Good intentions frequently lead to unintended
bad consequences. Tough choices, doing what is right, often leads to unanticipated
The growing demand by the American people for us to leave Iraq prompts the
nay-sayers to predict disaster in the Middle East if we do. Of course, these
merchants of fear are the same ones who predicted that invading and occupying
Iraq would be a slam dunk operation; that we would be welcomed as liberators,
and oil revenues would pay for the operation with minimal loss of American lives.
All of this hyperbole came while ignoring the precise warnings by our intelligence
community of the great difficulties that would lie ahead. The chaos that this
preemptive, undeclared war has created in Iraq has allowed al-Qaeda to establish
a foothold in Iraq and the strategic interests of Iran to be served.
The unintended consequences have been numerous. A well-intended but flawed
policy that ignored credible warnings of how things could go awry has produced
conditions that have led to a war dominated by procrastination, without victory
or resolution in sight.
Those who want a total military victory, which no one has yet defined, don't
have the troops, the money, the equipment, or the support of a large majority
of the American people to do so.
Those in Congress who have heard the cry of the electorate to end the war refuse
to do so out of fear the demagogues will challenge their patriotism and support
of the troops, so nothing happens except more of the same. The result is continued
stalemate with the current policy and the daily sacrifice of American lives.
This wait-and-see attitude in Washington, and the promised reassessment of
events in Iraq later on, strongly motivates the insurgents to accelerate the
killing of Americans in order to influence the decision coming in three months.
In contrast, a clear decision to leave would prompt a wait-and-see attitude
in Iraq, a de facto cease-fire in anticipation of our leaving, the perfect time
for the Iraqi factions to hold their fire on each other and on our troops and
just possibly begin talking with each other.

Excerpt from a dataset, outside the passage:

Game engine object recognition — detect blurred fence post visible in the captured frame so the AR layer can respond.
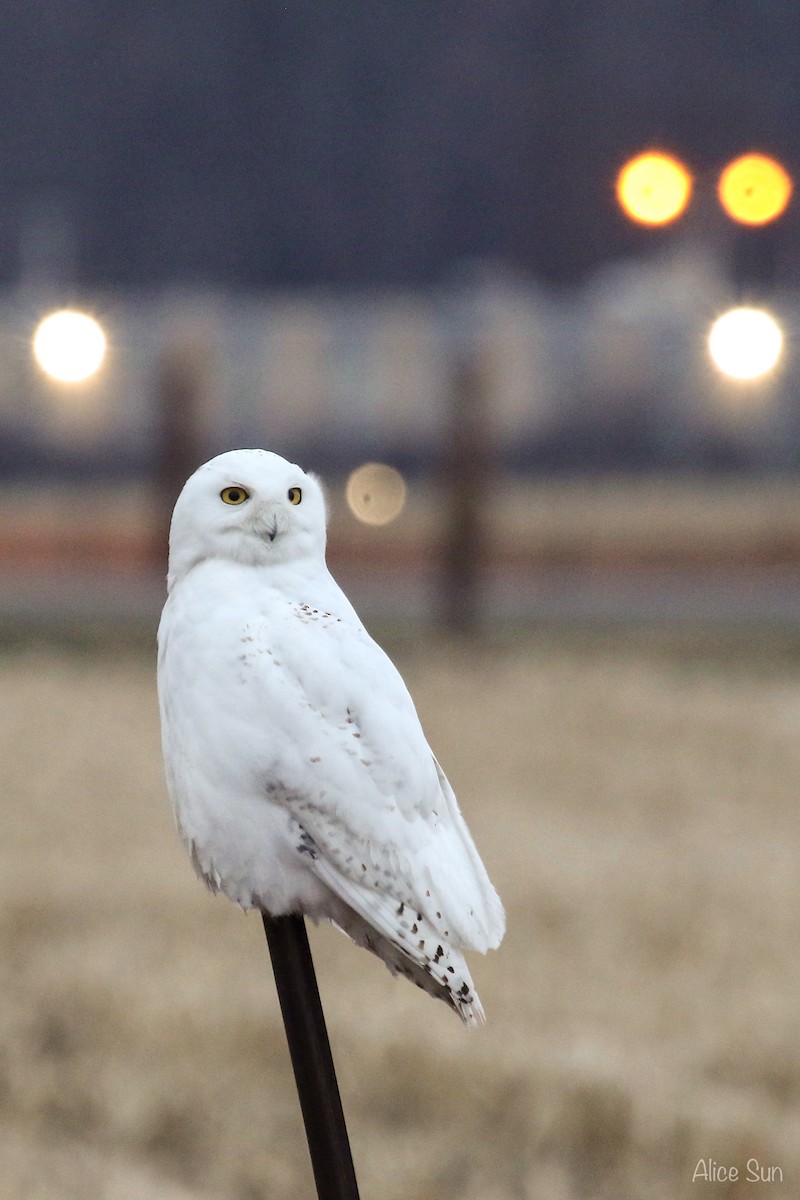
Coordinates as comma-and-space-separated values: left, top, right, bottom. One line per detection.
152, 337, 209, 564
439, 347, 492, 635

Most Americans do not anticipate a military victory in Iraq , yet the Washington
politicians remain frozen in their unwillingness to change our policy there,
fearful of the dire predictions that conditions can only get worse when we leave.
They refuse to admit that the condition of foreign occupation is the key ingredient
that unleashed the civil war now raging in Iraq and serves as a recruitment
device for al-Qaeda
It's time for a change in our foreign policy.